Thanks – Im just crazy busy with the wedding & really want to make sure these go out accordingly!
Post # 3
I think cards are always nice. I custom ordered some from VistaPrint for cheap and they said “from soon-to-be-mrs” and then my new last name.
Yes, send them before the wedding. asap
If the gift is from the couple (ie i had a few gifts from Mr. and Mrs. X), respond to the couple. Typically a shower gift is from just the woman, so that is appropriate to address to just the lady.
Sign them as yourself, unelss the gift was to you and your Fiance (some of our gifts were to both of us). Typically a bridal shower gift is to the bride.
Post # 4
I used a combination of personalized cards that I had on hand and some store-bought “Thank You” cards for mine. I think the stationary is not nearly as important as actually writing them though. And I would sign them just from yourself, but maybe throw in a “FI and I plan on using” Or “FI and I absolutely love the …” so they know you both appreciate the gift. I addressed them to just the person at the shower. And yes, get them out before the wedding if it’s possible!
Post # 5
A simple card is perfectly fine- it’s the written note that counts!
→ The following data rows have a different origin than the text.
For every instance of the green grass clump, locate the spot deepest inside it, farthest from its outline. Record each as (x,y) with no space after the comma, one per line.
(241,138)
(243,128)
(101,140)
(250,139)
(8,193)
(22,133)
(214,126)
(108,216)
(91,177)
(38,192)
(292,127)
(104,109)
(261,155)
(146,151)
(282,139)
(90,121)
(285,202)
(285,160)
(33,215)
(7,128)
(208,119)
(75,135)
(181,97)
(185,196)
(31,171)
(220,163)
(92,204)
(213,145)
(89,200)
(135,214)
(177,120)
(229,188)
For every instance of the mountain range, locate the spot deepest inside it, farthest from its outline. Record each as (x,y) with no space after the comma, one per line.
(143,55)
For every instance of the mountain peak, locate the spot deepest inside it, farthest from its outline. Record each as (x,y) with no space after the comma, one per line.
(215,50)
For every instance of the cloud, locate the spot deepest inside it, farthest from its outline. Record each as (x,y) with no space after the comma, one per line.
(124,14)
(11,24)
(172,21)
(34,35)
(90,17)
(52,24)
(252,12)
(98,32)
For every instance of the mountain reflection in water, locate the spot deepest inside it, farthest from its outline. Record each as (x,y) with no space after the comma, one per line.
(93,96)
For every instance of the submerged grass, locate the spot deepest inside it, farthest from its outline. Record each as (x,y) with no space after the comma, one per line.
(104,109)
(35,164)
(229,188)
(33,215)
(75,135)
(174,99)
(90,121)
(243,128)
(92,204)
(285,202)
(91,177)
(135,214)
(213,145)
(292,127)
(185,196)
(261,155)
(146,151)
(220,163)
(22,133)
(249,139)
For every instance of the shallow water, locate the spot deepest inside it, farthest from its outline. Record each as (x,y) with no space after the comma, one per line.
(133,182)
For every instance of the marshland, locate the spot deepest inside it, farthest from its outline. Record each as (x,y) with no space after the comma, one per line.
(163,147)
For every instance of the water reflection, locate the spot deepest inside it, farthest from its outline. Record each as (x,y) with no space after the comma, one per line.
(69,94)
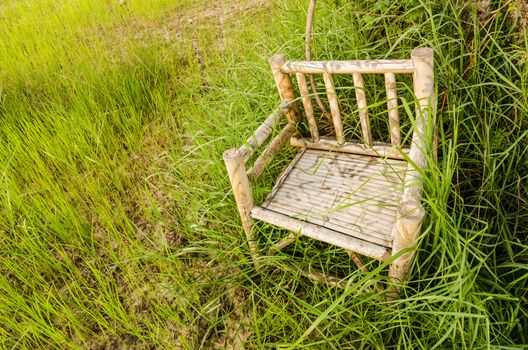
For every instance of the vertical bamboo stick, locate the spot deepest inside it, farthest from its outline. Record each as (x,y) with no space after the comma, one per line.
(405,232)
(308,109)
(234,161)
(334,108)
(423,78)
(392,106)
(362,105)
(285,87)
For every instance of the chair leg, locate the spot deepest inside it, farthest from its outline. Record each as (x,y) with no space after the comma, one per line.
(406,230)
(236,169)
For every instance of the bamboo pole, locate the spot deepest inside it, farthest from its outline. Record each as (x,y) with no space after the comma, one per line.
(361,97)
(285,87)
(423,61)
(349,67)
(308,109)
(234,161)
(392,107)
(405,232)
(334,108)
(326,144)
(273,148)
(261,134)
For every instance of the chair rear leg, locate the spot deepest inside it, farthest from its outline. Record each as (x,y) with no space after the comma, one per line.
(236,169)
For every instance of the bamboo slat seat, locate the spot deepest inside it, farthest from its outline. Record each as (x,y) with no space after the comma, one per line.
(352,195)
(360,195)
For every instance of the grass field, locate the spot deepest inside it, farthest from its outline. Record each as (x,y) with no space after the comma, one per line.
(117,225)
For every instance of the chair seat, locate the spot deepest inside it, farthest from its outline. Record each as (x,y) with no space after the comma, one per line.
(343,199)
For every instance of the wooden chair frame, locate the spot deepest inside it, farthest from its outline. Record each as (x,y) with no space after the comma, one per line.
(409,214)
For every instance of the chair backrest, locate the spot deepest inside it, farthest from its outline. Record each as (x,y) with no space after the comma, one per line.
(420,65)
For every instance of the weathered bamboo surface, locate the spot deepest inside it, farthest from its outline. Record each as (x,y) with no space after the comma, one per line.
(423,86)
(261,134)
(348,67)
(273,148)
(234,161)
(330,144)
(392,107)
(308,108)
(353,195)
(321,233)
(334,108)
(361,98)
(285,87)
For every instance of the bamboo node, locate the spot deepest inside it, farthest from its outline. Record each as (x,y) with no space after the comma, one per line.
(286,106)
(232,154)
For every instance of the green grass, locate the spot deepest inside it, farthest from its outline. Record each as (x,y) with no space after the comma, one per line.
(117,224)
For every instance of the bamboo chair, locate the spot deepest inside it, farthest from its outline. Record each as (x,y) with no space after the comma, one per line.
(365,196)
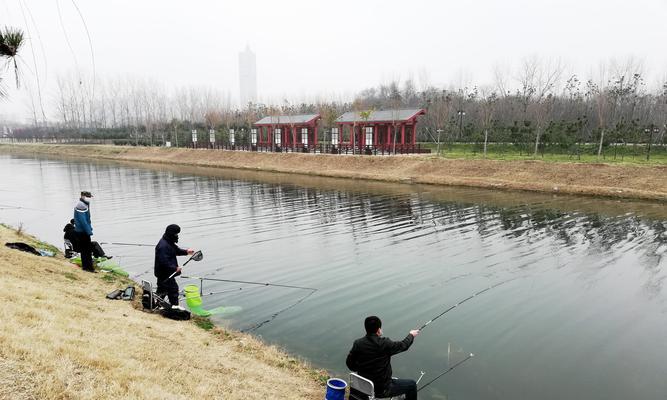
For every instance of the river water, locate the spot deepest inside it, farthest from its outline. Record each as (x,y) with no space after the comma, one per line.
(583,315)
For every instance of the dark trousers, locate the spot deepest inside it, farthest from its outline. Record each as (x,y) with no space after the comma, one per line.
(169,288)
(408,387)
(97,250)
(86,250)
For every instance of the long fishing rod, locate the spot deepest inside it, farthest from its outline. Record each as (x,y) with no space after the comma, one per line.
(463,301)
(276,314)
(249,282)
(128,244)
(197,256)
(446,372)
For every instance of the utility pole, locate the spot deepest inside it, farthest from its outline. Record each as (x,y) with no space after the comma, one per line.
(461,114)
(439,132)
(650,130)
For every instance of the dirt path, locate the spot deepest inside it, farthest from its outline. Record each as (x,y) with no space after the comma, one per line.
(60,338)
(617,180)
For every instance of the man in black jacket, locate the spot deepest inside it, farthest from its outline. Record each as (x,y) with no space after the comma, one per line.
(166,264)
(370,357)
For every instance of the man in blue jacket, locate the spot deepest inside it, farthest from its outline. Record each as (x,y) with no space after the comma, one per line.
(84,230)
(370,357)
(166,264)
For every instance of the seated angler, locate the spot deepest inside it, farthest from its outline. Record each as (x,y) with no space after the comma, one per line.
(166,265)
(370,357)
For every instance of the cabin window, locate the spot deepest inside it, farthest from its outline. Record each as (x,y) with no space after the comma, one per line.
(304,136)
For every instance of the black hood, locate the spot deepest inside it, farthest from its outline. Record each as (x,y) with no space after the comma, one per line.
(171,233)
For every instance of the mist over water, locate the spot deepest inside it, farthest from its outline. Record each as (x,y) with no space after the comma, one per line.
(583,315)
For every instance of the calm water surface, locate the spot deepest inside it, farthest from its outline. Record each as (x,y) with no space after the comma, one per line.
(585,316)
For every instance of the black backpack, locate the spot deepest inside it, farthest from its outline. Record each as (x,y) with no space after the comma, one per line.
(176,313)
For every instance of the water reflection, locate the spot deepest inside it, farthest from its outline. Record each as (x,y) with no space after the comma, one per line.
(589,272)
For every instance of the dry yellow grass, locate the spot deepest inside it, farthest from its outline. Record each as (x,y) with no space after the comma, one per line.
(611,180)
(61,339)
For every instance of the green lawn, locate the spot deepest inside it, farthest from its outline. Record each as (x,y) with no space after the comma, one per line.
(587,153)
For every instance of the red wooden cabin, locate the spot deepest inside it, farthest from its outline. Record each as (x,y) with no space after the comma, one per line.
(288,130)
(380,130)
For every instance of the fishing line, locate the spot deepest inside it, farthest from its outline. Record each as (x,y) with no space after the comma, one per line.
(34,61)
(69,44)
(11,207)
(274,316)
(463,301)
(250,283)
(128,244)
(265,284)
(90,44)
(447,371)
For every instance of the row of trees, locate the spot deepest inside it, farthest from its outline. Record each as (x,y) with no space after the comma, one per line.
(535,107)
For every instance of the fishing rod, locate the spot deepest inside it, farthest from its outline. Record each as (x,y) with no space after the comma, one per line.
(249,283)
(446,372)
(128,244)
(276,314)
(197,256)
(463,301)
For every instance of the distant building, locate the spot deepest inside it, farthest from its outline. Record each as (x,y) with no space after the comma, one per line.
(247,77)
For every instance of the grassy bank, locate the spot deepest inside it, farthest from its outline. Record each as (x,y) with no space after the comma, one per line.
(614,154)
(61,339)
(619,180)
You are supposed to send thank yous ASAP! Definitely before the wedding (after which you’ll probably have a second round of thank yous to write!).
I addressed the thank you to the people that were on the card. If it just said “Love, Aunt Sally” I thanked Aunt Sally. If it said, “Love, Jackie and John” I thanked both.
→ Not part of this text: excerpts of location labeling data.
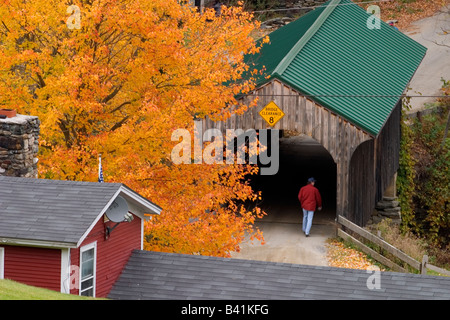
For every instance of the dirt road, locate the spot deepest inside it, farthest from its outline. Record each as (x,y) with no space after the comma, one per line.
(431,33)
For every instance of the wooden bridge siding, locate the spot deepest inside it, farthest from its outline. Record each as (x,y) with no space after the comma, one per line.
(372,168)
(339,137)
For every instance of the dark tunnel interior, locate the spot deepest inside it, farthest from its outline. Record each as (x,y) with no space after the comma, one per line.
(300,157)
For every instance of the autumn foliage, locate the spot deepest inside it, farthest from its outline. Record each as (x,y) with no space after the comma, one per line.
(119,85)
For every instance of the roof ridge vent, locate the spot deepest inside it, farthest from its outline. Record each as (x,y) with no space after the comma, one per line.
(281,67)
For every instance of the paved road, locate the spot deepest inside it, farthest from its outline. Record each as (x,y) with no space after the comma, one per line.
(300,157)
(436,64)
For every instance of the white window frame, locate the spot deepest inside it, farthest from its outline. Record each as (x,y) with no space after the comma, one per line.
(90,246)
(2,263)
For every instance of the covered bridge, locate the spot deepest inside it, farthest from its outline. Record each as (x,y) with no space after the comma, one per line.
(340,81)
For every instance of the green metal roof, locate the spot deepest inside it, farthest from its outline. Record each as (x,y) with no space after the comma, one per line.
(332,56)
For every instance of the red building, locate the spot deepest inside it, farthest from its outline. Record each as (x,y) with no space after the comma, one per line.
(72,237)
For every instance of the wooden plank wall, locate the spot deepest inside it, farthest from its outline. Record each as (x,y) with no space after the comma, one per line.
(337,135)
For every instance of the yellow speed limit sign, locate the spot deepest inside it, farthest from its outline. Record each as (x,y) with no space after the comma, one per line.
(271,113)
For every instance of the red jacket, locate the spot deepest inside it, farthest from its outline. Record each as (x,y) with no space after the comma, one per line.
(309,198)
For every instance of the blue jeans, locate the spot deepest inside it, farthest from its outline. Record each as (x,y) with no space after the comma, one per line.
(307,221)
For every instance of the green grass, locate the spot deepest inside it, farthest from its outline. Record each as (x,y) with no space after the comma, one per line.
(11,290)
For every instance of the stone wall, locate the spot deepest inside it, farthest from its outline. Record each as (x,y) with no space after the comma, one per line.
(19,136)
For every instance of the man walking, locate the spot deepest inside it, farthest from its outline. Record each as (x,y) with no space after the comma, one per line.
(310,200)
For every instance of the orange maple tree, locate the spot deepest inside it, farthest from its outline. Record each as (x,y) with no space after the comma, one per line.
(116,78)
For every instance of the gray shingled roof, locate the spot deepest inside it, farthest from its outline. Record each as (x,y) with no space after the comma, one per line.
(156,275)
(51,210)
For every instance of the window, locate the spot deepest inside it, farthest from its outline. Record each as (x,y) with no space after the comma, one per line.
(2,263)
(87,269)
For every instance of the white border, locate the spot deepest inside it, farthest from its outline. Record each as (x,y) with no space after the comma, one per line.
(85,248)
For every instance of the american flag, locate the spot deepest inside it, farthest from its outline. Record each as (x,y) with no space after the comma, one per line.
(100,170)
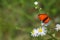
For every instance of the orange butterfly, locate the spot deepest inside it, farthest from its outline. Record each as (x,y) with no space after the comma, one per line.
(44,18)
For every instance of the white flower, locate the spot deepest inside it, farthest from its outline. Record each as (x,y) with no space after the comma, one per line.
(42,31)
(57,27)
(34,33)
(36,3)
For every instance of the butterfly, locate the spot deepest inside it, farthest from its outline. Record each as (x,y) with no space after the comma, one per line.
(44,18)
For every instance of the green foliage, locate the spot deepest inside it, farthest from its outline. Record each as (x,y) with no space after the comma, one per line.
(19,15)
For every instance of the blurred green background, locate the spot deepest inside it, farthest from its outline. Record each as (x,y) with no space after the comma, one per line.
(18,17)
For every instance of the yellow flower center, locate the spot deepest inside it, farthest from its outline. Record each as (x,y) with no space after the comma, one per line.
(40,30)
I also signed the thank you based on how the gift card was signed- some people wrote the card, “Dear Rosy and FI” and I would sign my name and have him sign his. If it was just a card to me, I just signed myself.
I think the only impolite thing to do is send some kind of typed form letter and just signing your name. The thank you is supposed to be hand written and personalized somehow (like you mentioned- how the gift will be used).